Jika ditinjau dari jumlah tangkapan lobster di dunia, maka lobster yang ditangkap
didominasi oleh lobster dari famili Nephropidae (61%), famili Paniluridae (31%)
dan Scyllaridae (1%) (FAO 2011).
KLASIFIKASI LOBSTER
Lobster
(Panulirus versicolor) merupakan salah satu genus yang termasuk ke dalam
kelompok udang tawar (Crustacea), yang secara alami memiliki ukuran tubuh besar
dan seluruh siklus hidupnya di lingkungan air tawar. Lobster memiliki beberapa
nama internasional, yaitu crawfish dan crawdad. Berdasarkan penyebarannya di
dunia, terdapat 3 famili lobster yaitu famili Astacidae, Cambaridae,
Parastacidae (Handoko, 2013). Tubuh lobster dilapisi oleh kutikula yang
mengandung zat kapur.
Kingdom
|
:
Animalia
|
Phylum
|
:
Anthropoda
|
Class
|
: Malacostraca
|
Ordo
|
: Decapoda
|
Family
|
: Panulirudae
|
Genus
|
:
Panulirus
|
Spesies
|
: Panulirus versicolor
|
MORFOLOGI LOBSTER
Tubuh
lobster dibagi menjadi dua bagian, yaitu kepala dada (chepalothoraks) dan badan
(abdomen) (Tim Karya Tani Mandiri, 2010).
Chepalothoraks
diselubungi oleh karapas yang memanjang dari somit terakhir sampai mata,
kadang-kadang membentuk rostrum yang menonjol di atas mata. Pada bagian
lateral, karapas menutupi ruang branchial sehingga melindungi insang.
Chepalothoraks
terdiri atas 14 somit yang mengalami fusi, masing-masing dengan sepasang kaki
gerak, 6 somit pertama terdiri dari chepalon, dan 8 terakhir pada thoraks
(Gambar 2). Kaki gerak pada thoraks mencakup mata, antena dan antenula, mulut,
serta 5 pasang kaki jalan ( Lukito dan Prayugo, 2007).
Mata
lobster cukup besar, berupa mata majemuk yang terdiri dari ribuan mata yang
didukung oleh tangkai mata (stalk). Pergerakan mata bisa dilakukan dengan cara
memanjang dan memendek. Namun pada beberapa jenis lobster yang matanya tidak
bisa digerakkan sama sekali atau bahkan sama sekali tidak ada. Lobster memiliki
2 pasang antena (sungut), satu pasang berukuran pendek (antennula) dan satu
pasang lainnya berukuran lebih panjang yang berada dibagian luar. Antena pendek
berfungsi sebagai sensor kimia dan mekanis, yaitu alat perasa air atau makanan.

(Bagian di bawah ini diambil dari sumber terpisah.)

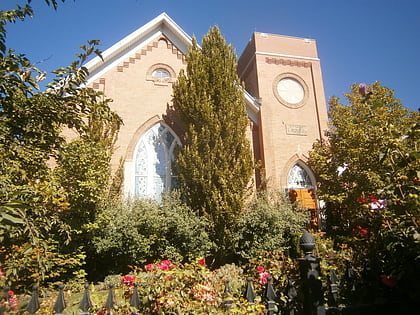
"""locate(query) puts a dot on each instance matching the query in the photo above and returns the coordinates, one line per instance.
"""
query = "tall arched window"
(153, 159)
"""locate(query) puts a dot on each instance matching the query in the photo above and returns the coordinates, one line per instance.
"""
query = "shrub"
(145, 231)
(268, 224)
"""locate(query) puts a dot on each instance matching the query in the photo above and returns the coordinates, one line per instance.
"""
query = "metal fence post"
(135, 300)
(110, 300)
(291, 298)
(85, 303)
(60, 303)
(33, 305)
(310, 271)
(228, 300)
(249, 291)
(271, 297)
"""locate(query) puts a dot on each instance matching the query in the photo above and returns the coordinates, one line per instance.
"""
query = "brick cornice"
(288, 62)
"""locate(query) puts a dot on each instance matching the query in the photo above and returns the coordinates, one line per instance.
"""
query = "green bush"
(269, 223)
(144, 231)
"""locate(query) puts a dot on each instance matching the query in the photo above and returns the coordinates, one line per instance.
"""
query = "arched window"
(153, 159)
(299, 177)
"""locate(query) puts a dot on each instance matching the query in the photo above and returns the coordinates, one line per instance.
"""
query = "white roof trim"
(286, 56)
(161, 25)
(128, 46)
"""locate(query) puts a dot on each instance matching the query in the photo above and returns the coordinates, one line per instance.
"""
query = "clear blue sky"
(358, 41)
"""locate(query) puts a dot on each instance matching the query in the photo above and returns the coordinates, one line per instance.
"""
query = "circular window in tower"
(290, 90)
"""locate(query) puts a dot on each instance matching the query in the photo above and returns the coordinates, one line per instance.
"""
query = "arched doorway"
(301, 189)
(153, 161)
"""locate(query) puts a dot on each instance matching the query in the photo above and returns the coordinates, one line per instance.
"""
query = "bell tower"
(284, 74)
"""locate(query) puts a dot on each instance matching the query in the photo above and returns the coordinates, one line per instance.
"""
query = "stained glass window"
(299, 178)
(154, 157)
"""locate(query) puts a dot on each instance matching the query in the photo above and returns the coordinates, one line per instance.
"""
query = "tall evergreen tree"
(215, 164)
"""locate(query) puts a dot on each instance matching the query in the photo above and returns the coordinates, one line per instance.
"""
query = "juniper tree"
(214, 166)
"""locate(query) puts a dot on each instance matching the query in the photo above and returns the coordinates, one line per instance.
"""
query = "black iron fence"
(315, 299)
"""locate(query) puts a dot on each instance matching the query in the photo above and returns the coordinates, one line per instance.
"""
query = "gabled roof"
(162, 25)
(116, 54)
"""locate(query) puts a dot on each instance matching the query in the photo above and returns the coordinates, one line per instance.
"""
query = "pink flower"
(165, 265)
(361, 232)
(260, 269)
(264, 277)
(388, 281)
(13, 302)
(362, 88)
(101, 312)
(362, 200)
(128, 280)
(378, 204)
(149, 267)
(364, 233)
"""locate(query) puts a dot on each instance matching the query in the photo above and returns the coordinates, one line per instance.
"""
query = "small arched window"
(154, 157)
(161, 74)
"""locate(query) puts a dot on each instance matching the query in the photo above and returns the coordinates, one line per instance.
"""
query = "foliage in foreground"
(38, 207)
(369, 179)
(145, 231)
(215, 165)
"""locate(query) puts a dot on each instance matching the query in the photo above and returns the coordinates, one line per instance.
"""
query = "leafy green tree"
(351, 163)
(368, 172)
(214, 166)
(36, 224)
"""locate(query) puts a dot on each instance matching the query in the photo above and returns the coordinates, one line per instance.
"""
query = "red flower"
(165, 265)
(388, 281)
(260, 269)
(149, 267)
(362, 200)
(361, 232)
(364, 233)
(264, 277)
(128, 280)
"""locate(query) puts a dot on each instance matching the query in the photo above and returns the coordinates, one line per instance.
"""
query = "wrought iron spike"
(135, 300)
(86, 303)
(110, 301)
(33, 305)
(60, 303)
(271, 297)
(270, 294)
(249, 291)
(307, 242)
(228, 300)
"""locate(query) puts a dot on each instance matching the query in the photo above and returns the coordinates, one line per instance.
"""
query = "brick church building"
(284, 99)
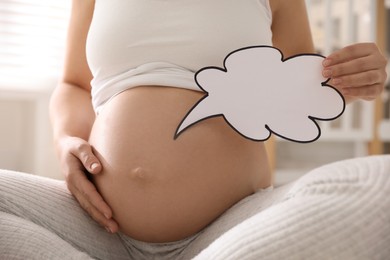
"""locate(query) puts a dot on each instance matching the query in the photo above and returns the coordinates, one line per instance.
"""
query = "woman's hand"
(77, 159)
(358, 71)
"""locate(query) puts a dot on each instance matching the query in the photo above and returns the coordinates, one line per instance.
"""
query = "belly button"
(138, 173)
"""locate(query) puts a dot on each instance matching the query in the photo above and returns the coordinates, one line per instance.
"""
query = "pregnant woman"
(128, 82)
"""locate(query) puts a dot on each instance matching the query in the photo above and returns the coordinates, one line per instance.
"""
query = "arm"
(290, 27)
(72, 118)
(358, 71)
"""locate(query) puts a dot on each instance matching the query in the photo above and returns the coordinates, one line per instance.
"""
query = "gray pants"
(338, 211)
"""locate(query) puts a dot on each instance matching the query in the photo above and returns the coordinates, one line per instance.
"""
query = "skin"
(358, 71)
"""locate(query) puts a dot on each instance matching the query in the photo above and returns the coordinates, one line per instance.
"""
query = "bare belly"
(161, 189)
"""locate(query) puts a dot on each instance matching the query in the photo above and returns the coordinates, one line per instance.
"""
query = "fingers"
(357, 65)
(83, 151)
(77, 157)
(357, 70)
(366, 93)
(351, 52)
(92, 202)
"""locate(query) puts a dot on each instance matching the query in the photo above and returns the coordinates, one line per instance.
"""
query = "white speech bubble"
(259, 93)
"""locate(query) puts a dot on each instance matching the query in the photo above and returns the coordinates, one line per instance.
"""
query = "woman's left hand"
(358, 71)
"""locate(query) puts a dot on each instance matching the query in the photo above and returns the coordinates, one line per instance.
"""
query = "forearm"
(71, 112)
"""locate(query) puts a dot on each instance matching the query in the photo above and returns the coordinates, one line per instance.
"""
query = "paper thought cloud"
(259, 93)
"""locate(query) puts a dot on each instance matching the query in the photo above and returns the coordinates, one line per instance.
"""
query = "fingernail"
(336, 81)
(94, 166)
(327, 73)
(326, 62)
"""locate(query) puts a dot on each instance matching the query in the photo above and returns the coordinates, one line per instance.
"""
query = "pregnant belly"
(161, 189)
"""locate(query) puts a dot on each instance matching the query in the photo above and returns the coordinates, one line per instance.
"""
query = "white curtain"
(32, 38)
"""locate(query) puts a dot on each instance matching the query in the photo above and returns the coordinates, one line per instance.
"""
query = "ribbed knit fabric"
(338, 211)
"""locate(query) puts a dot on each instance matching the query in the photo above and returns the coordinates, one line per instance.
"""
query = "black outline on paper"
(224, 69)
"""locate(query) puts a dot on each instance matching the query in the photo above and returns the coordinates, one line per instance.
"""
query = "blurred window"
(32, 37)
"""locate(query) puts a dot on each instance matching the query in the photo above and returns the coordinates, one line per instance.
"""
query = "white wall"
(25, 132)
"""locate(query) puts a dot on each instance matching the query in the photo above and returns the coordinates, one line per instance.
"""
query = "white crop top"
(164, 42)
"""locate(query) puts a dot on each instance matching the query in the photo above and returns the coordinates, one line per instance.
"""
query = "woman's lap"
(46, 206)
(342, 209)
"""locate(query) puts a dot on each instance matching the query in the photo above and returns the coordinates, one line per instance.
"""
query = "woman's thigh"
(46, 205)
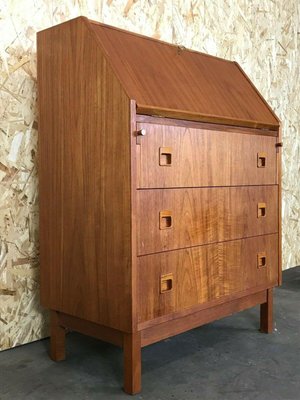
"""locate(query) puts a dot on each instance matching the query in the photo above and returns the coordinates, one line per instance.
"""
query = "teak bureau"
(159, 189)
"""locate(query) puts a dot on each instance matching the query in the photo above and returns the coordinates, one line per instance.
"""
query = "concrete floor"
(228, 359)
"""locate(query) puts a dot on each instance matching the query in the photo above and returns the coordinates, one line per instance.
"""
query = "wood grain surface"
(205, 273)
(203, 158)
(85, 206)
(176, 326)
(204, 215)
(173, 81)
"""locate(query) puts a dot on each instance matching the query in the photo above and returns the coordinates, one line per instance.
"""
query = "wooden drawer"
(176, 280)
(177, 218)
(173, 156)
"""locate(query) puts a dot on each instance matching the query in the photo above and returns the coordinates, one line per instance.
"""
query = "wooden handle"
(165, 219)
(261, 210)
(261, 160)
(165, 156)
(166, 283)
(261, 260)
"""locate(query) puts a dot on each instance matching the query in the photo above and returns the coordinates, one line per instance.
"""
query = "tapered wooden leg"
(132, 362)
(266, 314)
(57, 338)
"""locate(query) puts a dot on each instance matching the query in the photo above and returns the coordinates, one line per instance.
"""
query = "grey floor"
(228, 359)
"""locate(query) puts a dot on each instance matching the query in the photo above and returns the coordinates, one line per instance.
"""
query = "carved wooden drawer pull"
(261, 260)
(165, 156)
(261, 210)
(165, 219)
(166, 283)
(261, 160)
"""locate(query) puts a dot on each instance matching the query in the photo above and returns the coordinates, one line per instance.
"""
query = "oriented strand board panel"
(261, 35)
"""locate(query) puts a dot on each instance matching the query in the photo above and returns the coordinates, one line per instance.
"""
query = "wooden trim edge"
(174, 327)
(88, 328)
(193, 116)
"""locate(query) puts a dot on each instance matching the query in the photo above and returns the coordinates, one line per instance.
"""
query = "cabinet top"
(172, 81)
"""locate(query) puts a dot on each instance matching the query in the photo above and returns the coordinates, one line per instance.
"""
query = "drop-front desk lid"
(173, 81)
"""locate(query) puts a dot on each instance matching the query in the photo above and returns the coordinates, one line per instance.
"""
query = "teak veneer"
(160, 189)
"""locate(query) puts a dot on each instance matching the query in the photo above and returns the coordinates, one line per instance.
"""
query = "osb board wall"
(260, 34)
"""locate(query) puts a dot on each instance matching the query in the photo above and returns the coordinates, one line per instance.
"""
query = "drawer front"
(178, 218)
(173, 281)
(172, 156)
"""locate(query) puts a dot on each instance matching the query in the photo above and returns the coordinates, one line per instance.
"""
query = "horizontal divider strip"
(203, 187)
(207, 244)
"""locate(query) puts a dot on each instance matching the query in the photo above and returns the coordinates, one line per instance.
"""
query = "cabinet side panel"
(84, 143)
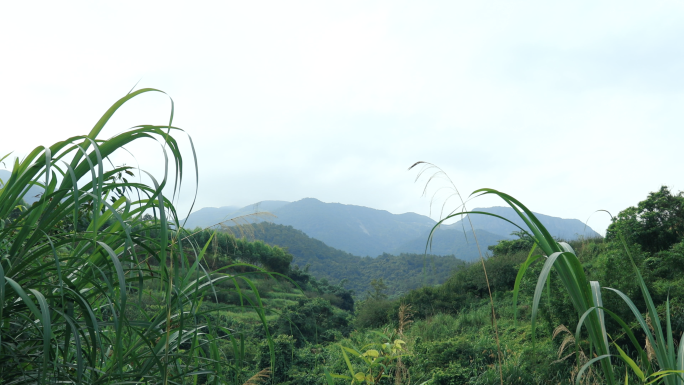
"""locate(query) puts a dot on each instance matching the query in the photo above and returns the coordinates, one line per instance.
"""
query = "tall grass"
(74, 267)
(586, 297)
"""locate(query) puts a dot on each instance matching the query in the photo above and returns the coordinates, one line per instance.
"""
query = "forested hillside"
(369, 232)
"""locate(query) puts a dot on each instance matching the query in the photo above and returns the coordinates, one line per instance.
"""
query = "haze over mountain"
(364, 231)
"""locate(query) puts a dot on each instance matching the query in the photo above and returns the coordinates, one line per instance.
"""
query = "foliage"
(402, 273)
(75, 272)
(655, 224)
(226, 249)
(313, 320)
(587, 300)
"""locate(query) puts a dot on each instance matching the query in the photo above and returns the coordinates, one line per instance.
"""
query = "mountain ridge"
(365, 231)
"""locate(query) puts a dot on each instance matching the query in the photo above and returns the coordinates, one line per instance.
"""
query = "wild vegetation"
(99, 283)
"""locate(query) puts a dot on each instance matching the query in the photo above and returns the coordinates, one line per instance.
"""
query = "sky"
(571, 107)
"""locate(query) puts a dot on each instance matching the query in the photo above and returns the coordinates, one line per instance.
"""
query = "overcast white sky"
(570, 107)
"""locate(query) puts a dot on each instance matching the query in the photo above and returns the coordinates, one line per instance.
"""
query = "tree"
(655, 224)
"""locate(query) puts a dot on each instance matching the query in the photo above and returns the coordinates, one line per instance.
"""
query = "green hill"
(401, 272)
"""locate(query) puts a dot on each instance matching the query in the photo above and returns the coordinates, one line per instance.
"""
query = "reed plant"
(586, 298)
(75, 265)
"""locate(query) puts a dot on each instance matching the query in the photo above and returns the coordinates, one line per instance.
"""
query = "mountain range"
(364, 231)
(33, 193)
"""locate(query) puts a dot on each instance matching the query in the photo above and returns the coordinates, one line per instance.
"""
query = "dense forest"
(100, 284)
(448, 328)
(401, 273)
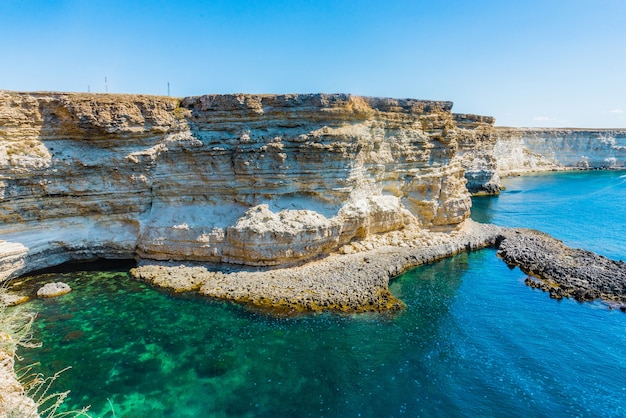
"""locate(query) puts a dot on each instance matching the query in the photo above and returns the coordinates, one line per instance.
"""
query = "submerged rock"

Antena panjang berfungsi sebagai alat peraba, perasa dan pencium. Selain itu
antena juga digunakan sebagai alat proteksi (Aulina. L, 2013).
Bagian
mulut pada lobster mencakup mandibel, maksila, dan maksiliped. Mulut berfungsi
untuk menghancurkan makanan dengan cara menggerakkan dari samping kiri ke
samping kanan. Pada bagian perut terdapat 5 pasang kaki renang. Dibandingkan
kaki jalan dan capit, ukuran kaki renang jauh lebih kecil dan pendek. Pada
lobster betina, 4 pasang kaki renangnya bisa digunakan untuk memegangi telur
yang melekat pada perutnya. Masing-masing kaki tersebut akan bertautan
melingkari kumpulan telurnya. Saat menggendong telur, kaki ini terkadang
bergerak seperti gerakan mengipas. Gerakan tersebut dapat memberikan suplai oksigen
yang dibutuhkan untuk telur yang digendongnya (Wiyanto dan Hartono,2003; Lukito
dan Prayugo, 2007).
Lobster
terdiri dari kepala dan thorax yang tertutup oleh karapas dan memiliki abdomen
yang terdiri dari enam segmen. Karakteristrik yang paling mudah untuk mengenali
lobster adalah adanya capit (chelae) besar yang pinggirnya bergerigi tajam yang
dimiliki lobster untuk menyobek dan juga menghancurkan makanan (Spence,1989).
Isnansetyo dan Yuspanani (1993) memberikan gambaran morfologi udang karang,
yaitu mempunyai bentuk badan memanjang, silindris, kepala besar ditutupi oleh
capace berbentuk silindris, keras, tebal dan bergerigi. Mempunyai antenna besar
dan panjang menyerupai cambuk, dengan rostum kecil. Pada udang barong betina
endopod pada pleopod II tanpa appendix interna/stylamblys.
CIRI-CIRI LOBSTER
(Lukito dan Prayugo, 2007)
Ciri
lain yang terdapat pada lobster adalah rostrumnya hampir berbentuk
segitiga memipih, lebar, dan terdapat duri di sekeliling rostrum tersebut.
Dilihat
dari organ tubuh luar, lobster memiliki beberapa alat pelengkap sebagai
berikut :
|
Sepasang antena sebagai perasa dan peraba terhadap pakan dan
kondisi lingkungan.
|
Sepasang antenula untuk mencium pakan, 1 mulut dan sepasang
capit (cheliped).
|
Enam ruas badan (abdomen).
|
Ekor, 1 ekor tengah (telson) terletak di semua bagian tepi ekor.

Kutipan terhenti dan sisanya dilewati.